5. Aberration corrected fabrication at NA=0.75
In order to demonstrate higher resolution fabrication, we employed a long working distance0.75 NA objective. Since the axial resolution is proportional to the squared inverse of the NA, an increase in axial resolution by a factor of 2.25 was expected relative to the results of Section 4. However, the analysis of Section 2.2 indicates that there should be an increased sensitivity to the depth-dependent spherical aberration. For this NA, the Strehl ratio drops to 0.8 at a focussing depth of just 20 μm in the fused silica. As the objective does not have internal lens correction for spherical aberration, the aberration correction becomes important at all depths.
Single point fabrication is demonstrated in Fig. 6(b) and 6(c) at a depth of 1.1 mm in fused silica. This depth corresponded to the maximum depth dmax for effective aberration correction predicted by the analysis of Section 2.2. The phase pattern displayed in Fig. 6(a) was used to compensate the aberrations at this depth in a predictive manner. The single point features shown in Fig. 6(b) were generated with this aberration correction, using five consecutive pulses of energy 0.2 μJ. The size of the features is ∼ 1 μm laterally and ∼ 3 μm axially, comparing well to the diffraction limited focus size of this objective. The resolution is comparable to aberration-corrected fabrication at shallower depths, although there is an increase in required pulse energy from 0.05 μJ at a depth of 0.1 mm. This is related to the decrease in efficiency of the SLM as the phase pattern becomes more complex, particularly with loss of light at the phase wraps due to the steep phase gradients toward the edge of the pupil.
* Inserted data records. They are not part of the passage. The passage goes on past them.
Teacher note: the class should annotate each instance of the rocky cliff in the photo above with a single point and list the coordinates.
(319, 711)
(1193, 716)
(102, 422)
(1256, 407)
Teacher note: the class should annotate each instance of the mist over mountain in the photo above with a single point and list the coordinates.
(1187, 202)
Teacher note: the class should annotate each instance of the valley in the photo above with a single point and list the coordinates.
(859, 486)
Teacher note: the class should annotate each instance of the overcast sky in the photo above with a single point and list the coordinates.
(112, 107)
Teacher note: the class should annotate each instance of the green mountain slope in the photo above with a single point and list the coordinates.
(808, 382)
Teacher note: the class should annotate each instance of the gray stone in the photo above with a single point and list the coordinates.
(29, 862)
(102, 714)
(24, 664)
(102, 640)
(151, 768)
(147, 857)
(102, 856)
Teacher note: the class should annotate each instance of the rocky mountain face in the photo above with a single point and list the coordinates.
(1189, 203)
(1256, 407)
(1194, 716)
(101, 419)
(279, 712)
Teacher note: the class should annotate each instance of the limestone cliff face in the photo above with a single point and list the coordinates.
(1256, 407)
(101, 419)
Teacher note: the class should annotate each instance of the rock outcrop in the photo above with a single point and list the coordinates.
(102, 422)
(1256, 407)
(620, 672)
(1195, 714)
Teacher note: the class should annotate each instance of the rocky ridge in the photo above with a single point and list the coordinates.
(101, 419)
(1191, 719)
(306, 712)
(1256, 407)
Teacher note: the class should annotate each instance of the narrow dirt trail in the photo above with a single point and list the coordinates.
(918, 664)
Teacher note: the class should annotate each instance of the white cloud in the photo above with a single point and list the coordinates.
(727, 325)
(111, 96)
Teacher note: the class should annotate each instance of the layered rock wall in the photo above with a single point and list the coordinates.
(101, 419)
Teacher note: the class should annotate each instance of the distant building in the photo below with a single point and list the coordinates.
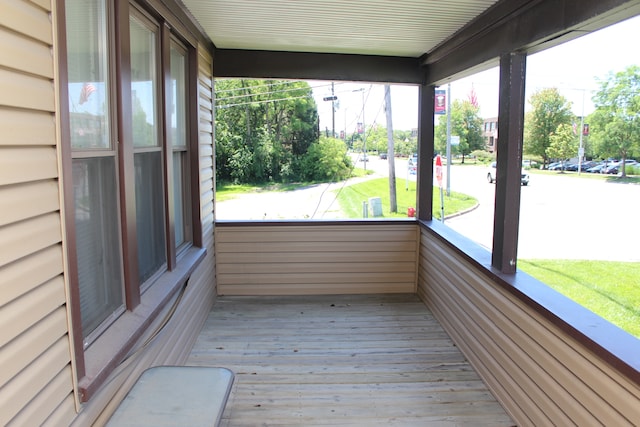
(490, 134)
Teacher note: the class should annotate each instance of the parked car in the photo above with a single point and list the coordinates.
(492, 175)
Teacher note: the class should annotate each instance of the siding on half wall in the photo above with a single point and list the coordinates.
(36, 381)
(540, 374)
(318, 258)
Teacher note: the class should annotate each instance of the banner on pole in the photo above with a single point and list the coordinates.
(440, 103)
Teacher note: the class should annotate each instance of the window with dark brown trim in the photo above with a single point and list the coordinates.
(127, 165)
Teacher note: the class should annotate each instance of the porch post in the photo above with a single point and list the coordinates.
(424, 178)
(509, 161)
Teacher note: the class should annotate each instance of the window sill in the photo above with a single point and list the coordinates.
(107, 352)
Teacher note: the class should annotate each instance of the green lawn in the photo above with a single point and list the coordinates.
(351, 197)
(609, 289)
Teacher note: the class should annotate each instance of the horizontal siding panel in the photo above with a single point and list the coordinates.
(316, 259)
(326, 278)
(21, 127)
(15, 395)
(316, 289)
(542, 375)
(283, 247)
(560, 362)
(20, 352)
(356, 233)
(23, 91)
(22, 201)
(26, 274)
(27, 18)
(21, 314)
(27, 164)
(29, 236)
(299, 267)
(56, 396)
(26, 55)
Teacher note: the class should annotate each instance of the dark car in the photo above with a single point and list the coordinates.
(491, 175)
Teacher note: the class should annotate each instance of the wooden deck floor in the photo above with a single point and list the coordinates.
(341, 361)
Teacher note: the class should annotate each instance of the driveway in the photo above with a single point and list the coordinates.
(561, 216)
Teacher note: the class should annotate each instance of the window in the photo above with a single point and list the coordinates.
(129, 169)
(267, 138)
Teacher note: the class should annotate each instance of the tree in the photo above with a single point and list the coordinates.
(465, 123)
(327, 160)
(550, 110)
(264, 129)
(563, 143)
(615, 123)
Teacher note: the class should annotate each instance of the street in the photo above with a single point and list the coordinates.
(561, 216)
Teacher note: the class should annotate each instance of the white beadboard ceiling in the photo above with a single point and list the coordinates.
(369, 27)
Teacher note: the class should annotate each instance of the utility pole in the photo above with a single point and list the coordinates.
(449, 140)
(393, 204)
(333, 111)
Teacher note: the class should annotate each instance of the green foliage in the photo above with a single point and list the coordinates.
(615, 124)
(607, 288)
(563, 143)
(327, 160)
(352, 196)
(550, 110)
(465, 123)
(263, 129)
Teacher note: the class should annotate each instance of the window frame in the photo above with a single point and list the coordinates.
(144, 303)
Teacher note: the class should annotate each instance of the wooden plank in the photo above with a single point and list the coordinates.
(20, 127)
(535, 370)
(27, 164)
(23, 201)
(24, 54)
(341, 360)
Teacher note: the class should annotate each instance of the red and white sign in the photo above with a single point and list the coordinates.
(439, 170)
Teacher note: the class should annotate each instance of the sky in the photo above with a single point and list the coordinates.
(571, 67)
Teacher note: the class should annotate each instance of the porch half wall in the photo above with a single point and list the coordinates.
(313, 258)
(539, 372)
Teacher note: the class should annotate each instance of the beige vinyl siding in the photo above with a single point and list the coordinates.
(173, 344)
(316, 259)
(541, 374)
(36, 380)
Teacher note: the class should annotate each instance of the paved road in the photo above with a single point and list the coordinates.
(560, 216)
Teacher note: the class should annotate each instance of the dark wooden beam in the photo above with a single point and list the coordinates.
(316, 66)
(425, 152)
(509, 161)
(524, 26)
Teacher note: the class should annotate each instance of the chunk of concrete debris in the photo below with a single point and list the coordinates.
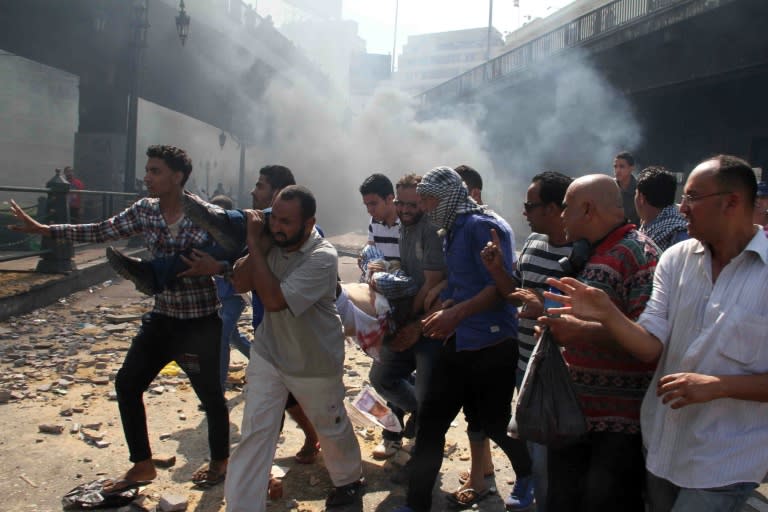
(164, 461)
(172, 503)
(50, 429)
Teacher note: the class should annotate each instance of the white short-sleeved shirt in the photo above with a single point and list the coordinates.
(712, 330)
(306, 338)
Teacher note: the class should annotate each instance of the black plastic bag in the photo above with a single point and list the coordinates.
(548, 411)
(90, 496)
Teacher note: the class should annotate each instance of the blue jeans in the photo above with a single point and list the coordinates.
(664, 496)
(391, 377)
(231, 309)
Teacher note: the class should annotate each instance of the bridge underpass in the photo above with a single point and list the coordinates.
(228, 61)
(692, 72)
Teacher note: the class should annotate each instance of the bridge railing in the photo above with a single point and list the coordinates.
(96, 205)
(590, 26)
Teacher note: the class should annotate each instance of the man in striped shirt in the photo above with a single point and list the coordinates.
(705, 415)
(604, 470)
(183, 325)
(384, 228)
(538, 260)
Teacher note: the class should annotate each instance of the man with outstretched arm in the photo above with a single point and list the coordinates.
(705, 416)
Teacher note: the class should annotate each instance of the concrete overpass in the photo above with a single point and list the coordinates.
(694, 72)
(118, 47)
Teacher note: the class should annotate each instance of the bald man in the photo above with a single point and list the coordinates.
(604, 470)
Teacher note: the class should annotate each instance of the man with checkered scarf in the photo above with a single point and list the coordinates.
(476, 367)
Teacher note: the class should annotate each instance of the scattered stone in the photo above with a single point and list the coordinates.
(172, 503)
(117, 319)
(164, 461)
(50, 429)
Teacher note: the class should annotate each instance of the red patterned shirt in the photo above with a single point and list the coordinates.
(610, 383)
(186, 297)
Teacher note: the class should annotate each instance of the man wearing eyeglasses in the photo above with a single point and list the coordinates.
(705, 415)
(423, 267)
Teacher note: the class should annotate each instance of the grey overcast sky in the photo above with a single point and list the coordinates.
(376, 18)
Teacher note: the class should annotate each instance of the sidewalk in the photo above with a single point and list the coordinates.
(23, 290)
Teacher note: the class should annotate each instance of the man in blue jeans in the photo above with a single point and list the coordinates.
(475, 368)
(422, 261)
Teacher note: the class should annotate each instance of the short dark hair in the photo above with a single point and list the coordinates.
(175, 158)
(304, 196)
(377, 184)
(470, 176)
(552, 186)
(657, 185)
(408, 181)
(278, 176)
(736, 173)
(627, 156)
(223, 201)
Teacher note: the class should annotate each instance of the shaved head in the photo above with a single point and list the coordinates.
(593, 207)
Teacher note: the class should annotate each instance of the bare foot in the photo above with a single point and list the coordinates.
(141, 473)
(212, 474)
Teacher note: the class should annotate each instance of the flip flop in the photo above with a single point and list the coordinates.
(467, 497)
(464, 476)
(123, 485)
(209, 480)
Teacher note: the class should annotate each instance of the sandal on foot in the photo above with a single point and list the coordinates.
(205, 478)
(464, 476)
(307, 454)
(467, 497)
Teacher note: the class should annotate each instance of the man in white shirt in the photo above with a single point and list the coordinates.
(705, 416)
(298, 348)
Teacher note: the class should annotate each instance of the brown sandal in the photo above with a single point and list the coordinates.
(464, 476)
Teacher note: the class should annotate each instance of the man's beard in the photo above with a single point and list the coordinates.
(290, 242)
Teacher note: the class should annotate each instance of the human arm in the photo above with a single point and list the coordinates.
(681, 389)
(588, 304)
(28, 224)
(493, 260)
(200, 263)
(251, 272)
(432, 278)
(443, 322)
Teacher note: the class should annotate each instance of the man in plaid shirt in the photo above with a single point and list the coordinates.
(183, 325)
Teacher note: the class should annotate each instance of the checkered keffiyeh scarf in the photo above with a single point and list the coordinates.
(445, 184)
(665, 226)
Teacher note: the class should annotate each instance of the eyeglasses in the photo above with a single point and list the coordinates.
(688, 198)
(530, 206)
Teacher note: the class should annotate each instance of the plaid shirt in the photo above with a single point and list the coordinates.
(186, 297)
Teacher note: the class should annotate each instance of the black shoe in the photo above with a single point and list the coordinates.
(346, 494)
(136, 270)
(215, 221)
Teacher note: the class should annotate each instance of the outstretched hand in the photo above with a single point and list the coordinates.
(28, 224)
(681, 389)
(491, 255)
(579, 300)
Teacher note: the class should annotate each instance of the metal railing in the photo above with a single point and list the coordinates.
(604, 20)
(96, 206)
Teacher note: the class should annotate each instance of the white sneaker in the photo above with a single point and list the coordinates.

Furthermore, the fabrication could possibly have been improved by employing more accurate feedback based aberration correction , since the tolerances to aberration are much tighter at this higher numerical aperture compared to the configuration used in Section 4. However, this was not possible in the current system as the SLM is only able to correct aberrations influencing the fabrication laser beam and not those in the LED illuminated transmission microscope in Fig. 3. A reliable feedback loop could not be established due to the severe aberrations in this imaging path. When machining at this depth without any aberration correction, Fig. 6(c), the point fabrication required an order of magnitude higher pulse energy and was extremely elongated parallel to the optic axis. The axial elongation was again related to the focal distortion induced by the aberration and possible additional effects from self focussing.
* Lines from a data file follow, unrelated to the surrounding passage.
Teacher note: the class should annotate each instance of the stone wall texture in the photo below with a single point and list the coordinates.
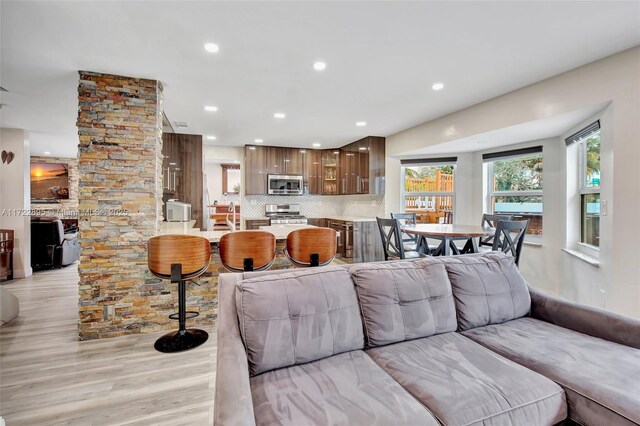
(120, 203)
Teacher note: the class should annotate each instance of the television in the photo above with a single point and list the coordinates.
(49, 182)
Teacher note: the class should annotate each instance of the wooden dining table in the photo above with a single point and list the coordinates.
(448, 234)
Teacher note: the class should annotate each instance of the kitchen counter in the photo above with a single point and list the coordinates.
(280, 231)
(347, 218)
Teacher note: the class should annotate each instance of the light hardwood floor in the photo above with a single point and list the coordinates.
(49, 377)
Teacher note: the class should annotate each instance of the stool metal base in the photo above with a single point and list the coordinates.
(181, 340)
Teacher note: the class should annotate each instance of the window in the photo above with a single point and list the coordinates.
(428, 189)
(589, 149)
(515, 183)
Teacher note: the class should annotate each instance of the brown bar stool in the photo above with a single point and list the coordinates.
(312, 246)
(180, 258)
(247, 250)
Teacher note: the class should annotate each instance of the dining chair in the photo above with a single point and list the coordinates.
(505, 242)
(491, 220)
(409, 241)
(247, 250)
(179, 258)
(312, 246)
(392, 240)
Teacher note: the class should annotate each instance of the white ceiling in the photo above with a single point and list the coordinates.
(382, 58)
(544, 128)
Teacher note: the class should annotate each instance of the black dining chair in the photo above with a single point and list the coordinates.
(504, 240)
(392, 240)
(491, 220)
(409, 241)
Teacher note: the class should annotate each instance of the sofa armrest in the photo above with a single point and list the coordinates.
(233, 402)
(585, 319)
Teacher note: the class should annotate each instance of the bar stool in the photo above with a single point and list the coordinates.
(312, 246)
(247, 250)
(179, 258)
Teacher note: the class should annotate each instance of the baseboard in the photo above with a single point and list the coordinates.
(23, 273)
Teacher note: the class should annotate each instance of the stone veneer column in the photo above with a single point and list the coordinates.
(120, 199)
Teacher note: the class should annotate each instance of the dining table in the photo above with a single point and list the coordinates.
(447, 234)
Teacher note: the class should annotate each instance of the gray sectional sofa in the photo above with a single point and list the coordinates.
(455, 341)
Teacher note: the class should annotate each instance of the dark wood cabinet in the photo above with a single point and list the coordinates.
(312, 173)
(294, 160)
(331, 172)
(320, 222)
(345, 236)
(255, 223)
(183, 176)
(255, 170)
(356, 168)
(376, 169)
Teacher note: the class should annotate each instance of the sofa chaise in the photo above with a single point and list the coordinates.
(459, 340)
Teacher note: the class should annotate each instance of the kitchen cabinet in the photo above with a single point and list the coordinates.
(255, 172)
(331, 172)
(182, 167)
(312, 172)
(255, 224)
(345, 236)
(356, 168)
(363, 166)
(376, 169)
(322, 223)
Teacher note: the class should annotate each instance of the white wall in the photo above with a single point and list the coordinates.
(15, 194)
(614, 80)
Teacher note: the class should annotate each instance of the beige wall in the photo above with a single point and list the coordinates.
(15, 197)
(614, 80)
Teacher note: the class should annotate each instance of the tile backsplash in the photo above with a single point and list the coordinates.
(317, 206)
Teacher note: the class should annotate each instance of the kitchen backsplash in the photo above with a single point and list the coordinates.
(317, 206)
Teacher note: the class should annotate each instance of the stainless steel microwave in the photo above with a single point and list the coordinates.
(285, 184)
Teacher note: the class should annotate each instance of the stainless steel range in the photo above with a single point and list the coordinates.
(284, 214)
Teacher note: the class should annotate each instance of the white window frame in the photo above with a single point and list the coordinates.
(491, 192)
(583, 189)
(404, 193)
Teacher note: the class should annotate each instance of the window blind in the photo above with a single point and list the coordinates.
(421, 161)
(511, 153)
(581, 134)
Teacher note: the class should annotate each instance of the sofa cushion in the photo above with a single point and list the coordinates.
(297, 317)
(487, 288)
(462, 383)
(602, 378)
(346, 389)
(403, 300)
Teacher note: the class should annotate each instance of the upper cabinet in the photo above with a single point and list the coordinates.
(255, 170)
(182, 172)
(357, 168)
(312, 173)
(331, 172)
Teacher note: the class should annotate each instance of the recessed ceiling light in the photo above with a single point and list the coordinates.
(211, 47)
(319, 66)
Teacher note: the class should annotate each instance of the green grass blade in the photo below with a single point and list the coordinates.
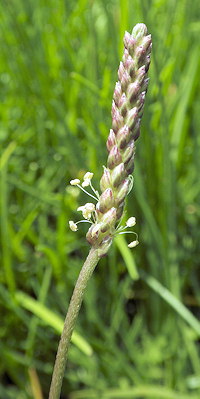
(51, 319)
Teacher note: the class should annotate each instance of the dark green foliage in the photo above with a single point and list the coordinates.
(58, 67)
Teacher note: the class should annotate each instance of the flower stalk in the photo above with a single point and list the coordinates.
(116, 181)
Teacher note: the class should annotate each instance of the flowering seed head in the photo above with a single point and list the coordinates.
(111, 140)
(131, 222)
(133, 244)
(127, 108)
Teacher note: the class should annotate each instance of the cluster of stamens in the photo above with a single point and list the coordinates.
(90, 212)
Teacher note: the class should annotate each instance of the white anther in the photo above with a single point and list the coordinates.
(73, 225)
(75, 182)
(131, 222)
(133, 244)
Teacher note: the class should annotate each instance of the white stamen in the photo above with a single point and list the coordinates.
(88, 176)
(86, 183)
(74, 182)
(131, 222)
(133, 244)
(73, 225)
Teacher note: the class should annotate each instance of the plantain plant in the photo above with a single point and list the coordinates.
(105, 215)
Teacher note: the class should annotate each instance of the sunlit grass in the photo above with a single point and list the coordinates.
(58, 67)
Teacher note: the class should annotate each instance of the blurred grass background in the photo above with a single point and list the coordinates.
(138, 331)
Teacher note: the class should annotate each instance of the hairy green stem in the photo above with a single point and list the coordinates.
(70, 320)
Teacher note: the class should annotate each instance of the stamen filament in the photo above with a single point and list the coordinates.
(94, 191)
(86, 192)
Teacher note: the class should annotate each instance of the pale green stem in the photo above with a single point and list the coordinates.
(70, 320)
It was still possible to perform controlled fabrication at greater depths than that predicted by the analysis of Section 2.2. Figure 6(d) shows continuous tracks fabricated at a depth of 2 mm in fused silica. At this depth the phase gradient at the edge of the pupil exceeded the capabilities of the SLM. The effect was a reduction in the numerical aperture of the system, an associated reduction in resolution and a higher pulse energy needed for fabrication. The tracks were fabricated by moving the sample at a speed of 25 μm/s with a continuous train of pulses of energy 0.35 μJ. The axial extent of the structure shown in Figs. 6(d1) and 6(d2) was approximately 4.5 μm, corresponding to fabrication from an objective lens with an effective NA of ≈ 0.5. If the correction was not applied and pulse energy raised to 1.4 μJ the structure shown in Figs. 6(d3) and 6(d4) was generated. There was a high degree of non-uniformity in the structure, with several parts missing. The axial extent of the features increased to 20 μm. Aberration correction was clearly still necessary for precise fabrication at this depth.
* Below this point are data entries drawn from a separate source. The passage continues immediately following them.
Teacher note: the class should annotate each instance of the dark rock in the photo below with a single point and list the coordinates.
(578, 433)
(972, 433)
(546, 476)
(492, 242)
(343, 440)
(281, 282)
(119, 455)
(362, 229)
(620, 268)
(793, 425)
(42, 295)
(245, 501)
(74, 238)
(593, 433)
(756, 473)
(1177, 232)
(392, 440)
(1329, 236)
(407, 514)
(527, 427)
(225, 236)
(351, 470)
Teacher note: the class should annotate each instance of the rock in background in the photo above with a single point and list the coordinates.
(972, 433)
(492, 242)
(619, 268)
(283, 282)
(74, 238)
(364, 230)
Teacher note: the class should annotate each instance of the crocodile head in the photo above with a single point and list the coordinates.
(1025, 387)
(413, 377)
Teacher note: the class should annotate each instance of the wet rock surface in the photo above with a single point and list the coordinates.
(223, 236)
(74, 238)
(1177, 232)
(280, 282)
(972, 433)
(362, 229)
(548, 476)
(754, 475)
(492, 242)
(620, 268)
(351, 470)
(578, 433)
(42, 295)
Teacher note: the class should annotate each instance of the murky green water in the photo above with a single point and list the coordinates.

The larger susceptibility to aberration rendered parallelisation difficult compared to Section 4, since the aberration correction took up a larger proportion of the dynamic range on the SLM. Multi-point lattice structures analagous to those in Section 4, but with the lattice constant reduced to 6 μm, could be fabricated at a depth of 0.15 mm in the fused silica, as can be seen in Figs. 7(a) and 7(b). At depths greater than ∼ 300 μm the spherical aberration induced at the sample interface started to disrupt the formation of the focal array. Even by reducing the number of lattice points to 27 (a 3 × 3 × 3 array) to create a hologram with lower spatial frequency, the multi-foci fabrication only yielded a high degree of uniformity up to depths of ∼ 500 μm, Figs. 7(c) and 7(d). This problem could be possibly resolved by using a dual adaptive element laser fabrication system , where an SLM is used for parallelisation while a membrane deformable mirror is used to correct for aberrations.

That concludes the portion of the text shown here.